Student marking paper
bottle of TLC solution
Student spotting the known and unknown dyes onto the TLC plates using glass capillary tubes.
Spotting the known and unknown dyes onto the TLC plates
Rebeccah Hickey writing down the mobile phase and developing solution information in her lab…
Placing the TLC plate containing all of the spots of the known and unknown dyes on it, into a…
Drying the TLC plate after developing it.
Marking the distance each of the chromophores in the dyes have traveled in the mobile phase.

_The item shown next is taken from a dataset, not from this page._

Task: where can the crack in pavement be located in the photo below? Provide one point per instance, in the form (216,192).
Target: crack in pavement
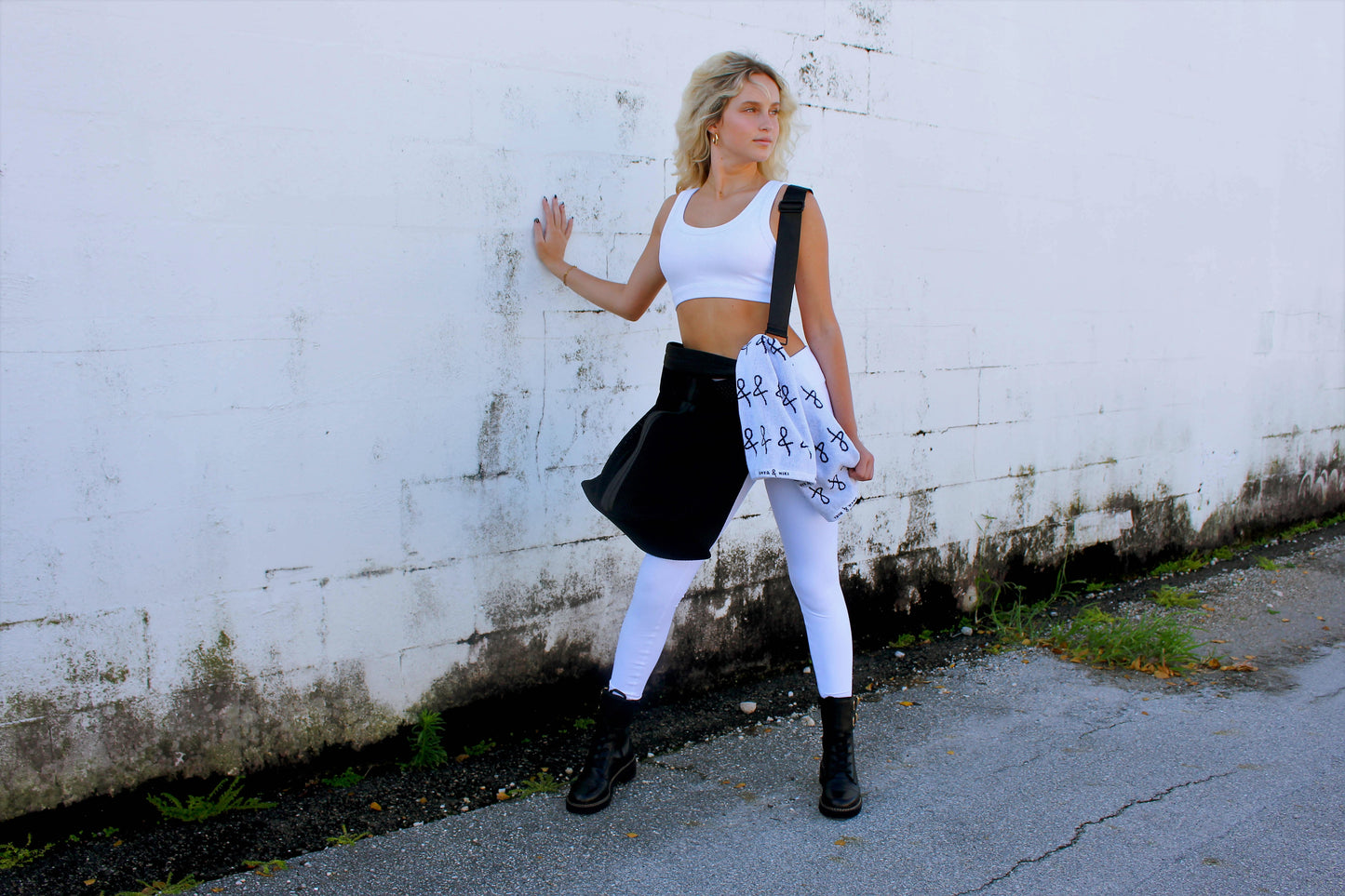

Shown on the plate are: Old Fustic, Turmeric, Persian Berries, and the unknown which is Old Fustic. Old Fustic contains three chorophores that separate out (Morin, Maclurin and Kaempferol). Turmeric contains two (Curcumin and Demethoxycurcumin). Persian Berries contains three: Rhamnetin, Kaempferol and Quecetin). Students measure the distance that the chromophores travel in the solvent phase compared to the distance the solvent phase travels in the same time.

Additional courses in the 360° are:

History of Art 218: Byzantine Textiles in Life, Death, and Afterlife, taught by Associate Professor of History of Art Alicia Walker.
This course explores the manifold uses and meanings of early Byzantine textiles in the late antique and modern worlds. We focus on so-called Coptic textiles, which were excavated from late antique and early Byzantine funerary and occupation sites throughout Egypt beginning in the late nineteenth century. Attention is paid to the popularity of early Byzantine textiles among modern dealers and collectors, and to the display of these objects in museum exhibitions from the early twentieth century to the present. We also recontextualize these garments and furnishings in their original functional and social contexts so as to understand their uses and meanings in early Byzantine society. 

Topics in Exhibition Strategies: Byzantine Textiles, taught by Associate Professor of History of Art Alicia Walker and Curator for Art & Artifacts Carrie Robbins. 
This course builds toward a student-curated exhibition of early Byzantine textiles. Students will investigate past exhibitions of textiles, including early Byzantine textiles, as case studies, reading catalogues and accounts of critical reception in order to understand different curatorial strategies and to apply what they learn in the curatorial organization of their own public exhibition.